Spielt, als Unterstrom, dabei nicht etwas anderes mit? Seehofers Affäre, Wulffs Scheidung, Ole von Beusts Homosexualität zeigen, dass die Fundamentalliberalisierung des Lebensstils auch bei der CDU-Spitze endgültig angekommen ist. Das aber hat die CDU sich selbst nie erzählt - deshalb braucht der Affekt dagegen jetzt ein anderes Ventil ...
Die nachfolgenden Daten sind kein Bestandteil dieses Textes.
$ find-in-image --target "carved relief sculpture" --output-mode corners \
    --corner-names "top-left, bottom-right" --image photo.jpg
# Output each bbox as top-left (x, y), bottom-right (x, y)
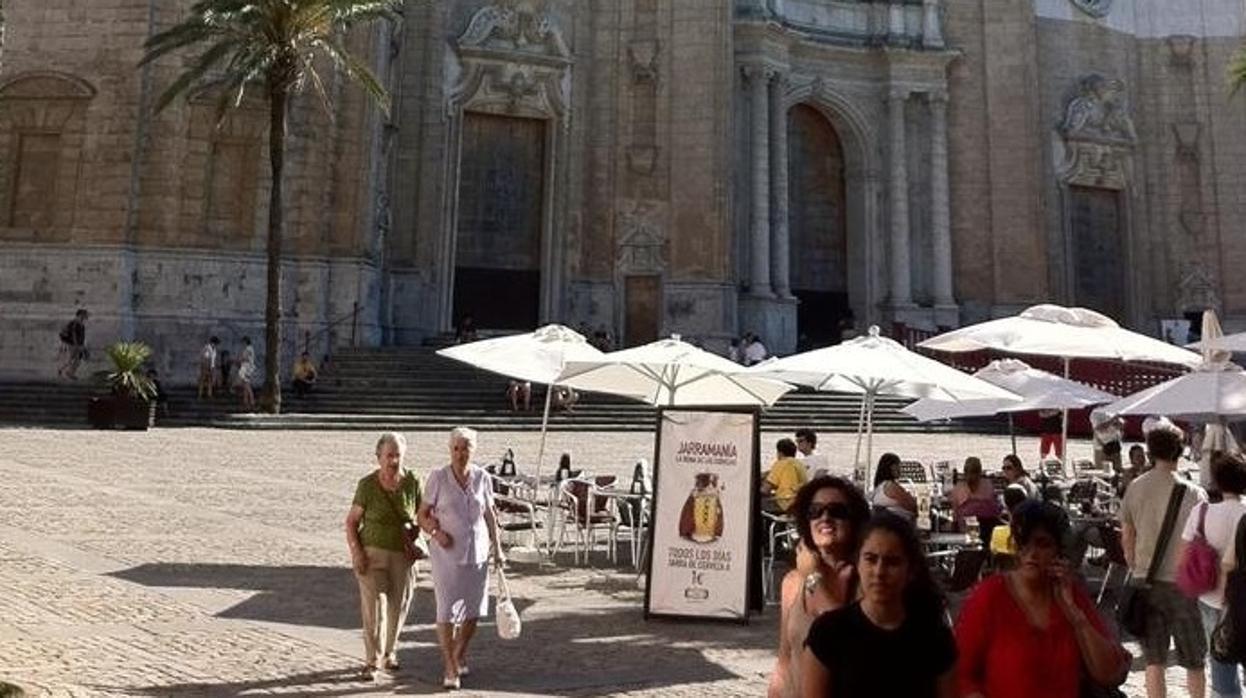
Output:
top-left (1071, 0), bottom-right (1113, 19)
top-left (1177, 259), bottom-right (1219, 313)
top-left (1057, 74), bottom-right (1136, 190)
top-left (617, 201), bottom-right (667, 275)
top-left (1060, 74), bottom-right (1136, 144)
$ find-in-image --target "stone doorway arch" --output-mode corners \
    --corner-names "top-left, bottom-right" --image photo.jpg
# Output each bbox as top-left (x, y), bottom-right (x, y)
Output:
top-left (781, 86), bottom-right (881, 345)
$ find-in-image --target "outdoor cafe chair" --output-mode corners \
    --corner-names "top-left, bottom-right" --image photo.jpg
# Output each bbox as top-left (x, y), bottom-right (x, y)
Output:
top-left (553, 475), bottom-right (618, 565)
top-left (487, 474), bottom-right (546, 552)
top-left (898, 460), bottom-right (929, 484)
top-left (1041, 458), bottom-right (1067, 480)
top-left (761, 510), bottom-right (798, 601)
top-left (605, 488), bottom-right (650, 568)
top-left (1095, 523), bottom-right (1130, 604)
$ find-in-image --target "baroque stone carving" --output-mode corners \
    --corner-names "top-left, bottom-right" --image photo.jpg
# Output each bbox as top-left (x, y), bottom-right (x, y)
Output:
top-left (1167, 35), bottom-right (1197, 69)
top-left (449, 1), bottom-right (571, 121)
top-left (1071, 0), bottom-right (1112, 19)
top-left (458, 0), bottom-right (569, 61)
top-left (628, 40), bottom-right (659, 83)
top-left (1177, 259), bottom-right (1219, 313)
top-left (1060, 74), bottom-right (1136, 144)
top-left (616, 201), bottom-right (666, 275)
top-left (1057, 75), bottom-right (1135, 189)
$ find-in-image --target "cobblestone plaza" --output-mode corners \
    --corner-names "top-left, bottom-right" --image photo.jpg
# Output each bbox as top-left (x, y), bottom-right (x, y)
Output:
top-left (0, 427), bottom-right (1201, 697)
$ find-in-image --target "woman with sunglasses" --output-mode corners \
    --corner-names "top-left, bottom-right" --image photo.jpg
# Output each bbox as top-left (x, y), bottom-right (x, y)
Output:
top-left (955, 500), bottom-right (1128, 698)
top-left (769, 476), bottom-right (870, 698)
top-left (802, 512), bottom-right (957, 697)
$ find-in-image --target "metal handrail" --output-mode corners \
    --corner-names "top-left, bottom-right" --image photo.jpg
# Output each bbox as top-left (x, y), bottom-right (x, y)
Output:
top-left (302, 301), bottom-right (360, 358)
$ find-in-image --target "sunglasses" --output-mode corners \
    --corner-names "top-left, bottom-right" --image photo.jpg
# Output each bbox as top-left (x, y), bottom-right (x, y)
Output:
top-left (807, 501), bottom-right (853, 521)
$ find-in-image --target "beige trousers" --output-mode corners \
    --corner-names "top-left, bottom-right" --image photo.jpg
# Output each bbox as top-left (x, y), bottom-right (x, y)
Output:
top-left (355, 546), bottom-right (417, 666)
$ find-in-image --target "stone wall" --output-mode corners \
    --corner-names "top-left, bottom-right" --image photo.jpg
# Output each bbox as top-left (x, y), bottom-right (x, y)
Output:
top-left (0, 0), bottom-right (386, 382)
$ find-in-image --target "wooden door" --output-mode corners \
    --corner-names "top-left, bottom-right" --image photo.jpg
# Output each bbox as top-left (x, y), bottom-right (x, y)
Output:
top-left (625, 275), bottom-right (661, 346)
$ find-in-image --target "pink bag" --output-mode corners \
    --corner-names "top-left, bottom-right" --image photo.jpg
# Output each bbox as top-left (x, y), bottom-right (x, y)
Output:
top-left (1177, 502), bottom-right (1220, 598)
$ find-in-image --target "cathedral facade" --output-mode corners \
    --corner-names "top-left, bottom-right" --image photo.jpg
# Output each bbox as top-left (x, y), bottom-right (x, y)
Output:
top-left (2, 0), bottom-right (1245, 380)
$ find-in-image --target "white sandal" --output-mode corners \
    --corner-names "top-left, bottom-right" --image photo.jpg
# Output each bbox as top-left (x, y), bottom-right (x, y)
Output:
top-left (442, 676), bottom-right (460, 690)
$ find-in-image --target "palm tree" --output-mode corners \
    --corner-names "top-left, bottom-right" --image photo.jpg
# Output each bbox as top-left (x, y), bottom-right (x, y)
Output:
top-left (1231, 47), bottom-right (1246, 93)
top-left (140, 0), bottom-right (400, 413)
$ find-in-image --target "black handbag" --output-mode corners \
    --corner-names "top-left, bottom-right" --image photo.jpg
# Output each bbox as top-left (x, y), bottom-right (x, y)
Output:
top-left (1115, 483), bottom-right (1187, 639)
top-left (381, 479), bottom-right (428, 563)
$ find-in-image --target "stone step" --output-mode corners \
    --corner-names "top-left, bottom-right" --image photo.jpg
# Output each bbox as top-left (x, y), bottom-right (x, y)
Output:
top-left (0, 345), bottom-right (1008, 435)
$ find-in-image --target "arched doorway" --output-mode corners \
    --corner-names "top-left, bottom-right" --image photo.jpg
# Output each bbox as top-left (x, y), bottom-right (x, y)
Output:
top-left (787, 104), bottom-right (850, 348)
top-left (452, 112), bottom-right (545, 330)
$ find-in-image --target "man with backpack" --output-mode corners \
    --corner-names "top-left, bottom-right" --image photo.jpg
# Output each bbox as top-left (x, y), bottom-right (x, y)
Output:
top-left (56, 309), bottom-right (89, 379)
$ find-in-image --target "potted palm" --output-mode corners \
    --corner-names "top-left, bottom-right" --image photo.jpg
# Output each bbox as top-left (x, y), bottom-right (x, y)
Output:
top-left (89, 341), bottom-right (157, 430)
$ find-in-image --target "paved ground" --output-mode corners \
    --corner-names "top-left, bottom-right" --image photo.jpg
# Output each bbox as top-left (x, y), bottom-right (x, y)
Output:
top-left (0, 427), bottom-right (1196, 696)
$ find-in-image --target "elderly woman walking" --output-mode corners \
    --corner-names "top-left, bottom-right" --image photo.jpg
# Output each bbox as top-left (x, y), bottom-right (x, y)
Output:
top-left (418, 426), bottom-right (504, 690)
top-left (344, 432), bottom-right (422, 680)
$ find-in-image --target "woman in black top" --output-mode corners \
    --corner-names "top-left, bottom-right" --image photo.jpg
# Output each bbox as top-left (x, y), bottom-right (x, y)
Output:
top-left (801, 513), bottom-right (957, 698)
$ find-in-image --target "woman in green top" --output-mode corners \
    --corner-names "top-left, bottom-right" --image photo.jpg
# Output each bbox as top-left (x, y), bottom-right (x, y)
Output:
top-left (345, 432), bottom-right (422, 679)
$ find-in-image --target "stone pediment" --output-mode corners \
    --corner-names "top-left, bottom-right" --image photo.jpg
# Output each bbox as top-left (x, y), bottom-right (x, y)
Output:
top-left (0, 71), bottom-right (96, 100)
top-left (457, 1), bottom-right (571, 67)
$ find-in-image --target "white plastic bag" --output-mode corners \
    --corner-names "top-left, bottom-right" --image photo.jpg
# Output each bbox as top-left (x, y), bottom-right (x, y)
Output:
top-left (495, 562), bottom-right (521, 640)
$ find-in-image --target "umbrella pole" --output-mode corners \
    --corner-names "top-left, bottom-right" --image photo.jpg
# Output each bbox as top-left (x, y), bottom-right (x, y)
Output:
top-left (534, 385), bottom-right (554, 483)
top-left (853, 393), bottom-right (868, 483)
top-left (1009, 413), bottom-right (1017, 456)
top-left (865, 388), bottom-right (876, 487)
top-left (1062, 357), bottom-right (1071, 477)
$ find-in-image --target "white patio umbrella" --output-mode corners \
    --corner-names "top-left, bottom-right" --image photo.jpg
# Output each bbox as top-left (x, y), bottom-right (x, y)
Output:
top-left (1098, 310), bottom-right (1245, 484)
top-left (436, 324), bottom-right (605, 479)
top-left (556, 336), bottom-right (794, 407)
top-left (919, 304), bottom-right (1200, 469)
top-left (903, 359), bottom-right (1117, 454)
top-left (746, 326), bottom-right (1021, 484)
top-left (1189, 332), bottom-right (1246, 353)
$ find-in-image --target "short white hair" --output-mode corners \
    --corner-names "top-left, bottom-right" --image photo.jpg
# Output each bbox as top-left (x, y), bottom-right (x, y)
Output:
top-left (375, 432), bottom-right (407, 456)
top-left (450, 426), bottom-right (478, 450)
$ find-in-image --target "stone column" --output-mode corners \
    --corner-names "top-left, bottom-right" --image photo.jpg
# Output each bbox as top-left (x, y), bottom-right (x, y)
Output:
top-left (922, 0), bottom-right (945, 48)
top-left (929, 90), bottom-right (955, 308)
top-left (887, 88), bottom-right (912, 307)
top-left (770, 72), bottom-right (792, 299)
top-left (745, 65), bottom-right (773, 297)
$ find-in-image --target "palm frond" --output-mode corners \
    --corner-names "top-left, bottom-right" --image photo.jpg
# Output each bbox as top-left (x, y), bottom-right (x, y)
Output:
top-left (315, 35), bottom-right (391, 116)
top-left (103, 341), bottom-right (156, 401)
top-left (152, 39), bottom-right (239, 113)
top-left (1229, 46), bottom-right (1246, 96)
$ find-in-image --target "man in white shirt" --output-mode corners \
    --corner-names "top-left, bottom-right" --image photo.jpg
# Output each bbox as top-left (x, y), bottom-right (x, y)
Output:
top-left (742, 333), bottom-right (768, 366)
top-left (794, 428), bottom-right (829, 478)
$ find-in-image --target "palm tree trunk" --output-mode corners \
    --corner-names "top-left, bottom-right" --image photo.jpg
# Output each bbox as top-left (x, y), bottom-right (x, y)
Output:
top-left (261, 85), bottom-right (287, 414)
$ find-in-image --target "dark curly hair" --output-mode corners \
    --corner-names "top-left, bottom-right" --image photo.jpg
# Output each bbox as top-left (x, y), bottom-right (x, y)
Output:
top-left (792, 475), bottom-right (871, 553)
top-left (859, 512), bottom-right (947, 624)
top-left (1010, 499), bottom-right (1072, 553)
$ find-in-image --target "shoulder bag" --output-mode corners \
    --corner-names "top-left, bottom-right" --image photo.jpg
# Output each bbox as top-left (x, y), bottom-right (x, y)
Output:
top-left (1211, 515), bottom-right (1246, 663)
top-left (381, 476), bottom-right (428, 563)
top-left (1177, 501), bottom-right (1219, 597)
top-left (1116, 483), bottom-right (1186, 639)
top-left (495, 560), bottom-right (522, 640)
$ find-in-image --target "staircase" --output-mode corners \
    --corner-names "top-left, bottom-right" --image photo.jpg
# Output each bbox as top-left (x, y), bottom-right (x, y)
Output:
top-left (0, 346), bottom-right (1006, 434)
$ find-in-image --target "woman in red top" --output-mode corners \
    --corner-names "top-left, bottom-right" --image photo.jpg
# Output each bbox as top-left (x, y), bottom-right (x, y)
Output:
top-left (955, 501), bottom-right (1128, 698)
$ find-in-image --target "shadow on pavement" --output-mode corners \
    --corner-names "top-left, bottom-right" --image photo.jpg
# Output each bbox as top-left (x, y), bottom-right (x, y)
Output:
top-left (111, 562), bottom-right (769, 695)
top-left (104, 667), bottom-right (445, 697)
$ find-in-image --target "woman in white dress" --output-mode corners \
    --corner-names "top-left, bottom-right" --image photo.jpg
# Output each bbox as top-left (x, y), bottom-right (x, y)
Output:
top-left (417, 427), bottom-right (504, 689)
top-left (235, 336), bottom-right (256, 410)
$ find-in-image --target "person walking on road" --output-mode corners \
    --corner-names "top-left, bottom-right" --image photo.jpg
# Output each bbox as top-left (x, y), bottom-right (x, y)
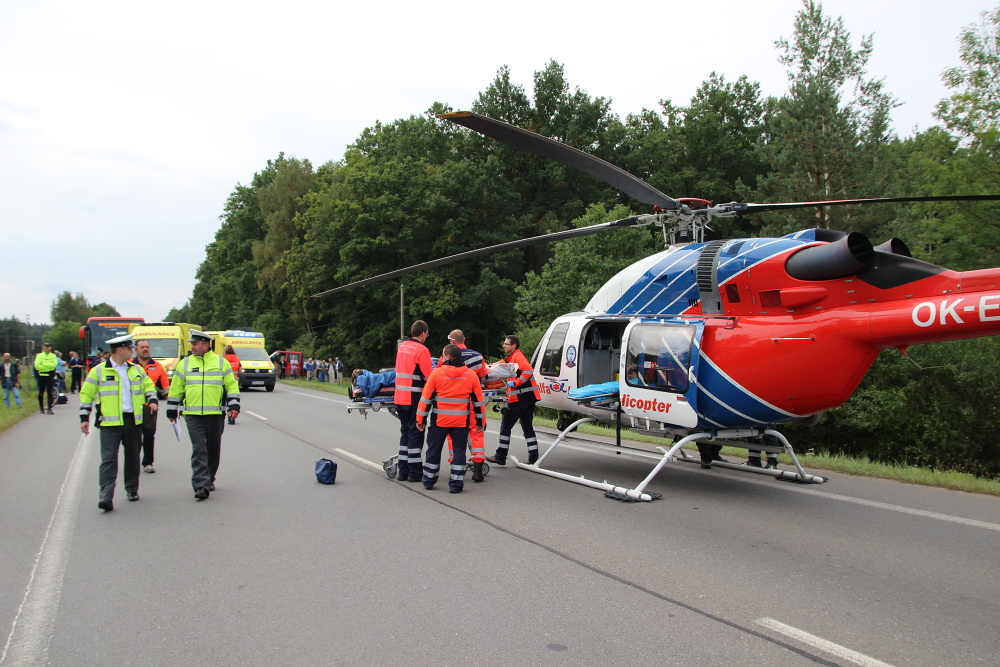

Nein, ich glaube das hat mit der Kitadebatte nichts zu tun. Zumal von der Leyen mit ihrem gücklichen Familienleben und ihren sieben Kindern für etwas anderes steht. Richtig ist, dass in der CDU heute öffentlich werden kann, was früher im Geheimen geschah. Dass nun schärfer zwischen politischen und privaten Beziehungen unterschieden wird, ist eine Rückkehr zu der alten bürgerlichen Trennung zwischen privater und öffentlicher Sphäre. Diese Trennung war ja mal ein Grundsatz bürgerlicher Politik überhaupt.

Die Traditionsmilieus der Union haben diese Liberaliserung vollständig akzeptiert?

Nicht vollständig. Das zeigt ja die Kritik der katholischen Kirche an Seehofer. Aber die Tendenz ist eindeutig. Dass Beziehungen von Spitzenpolitikern scheitern, wird als normal akzeptiert.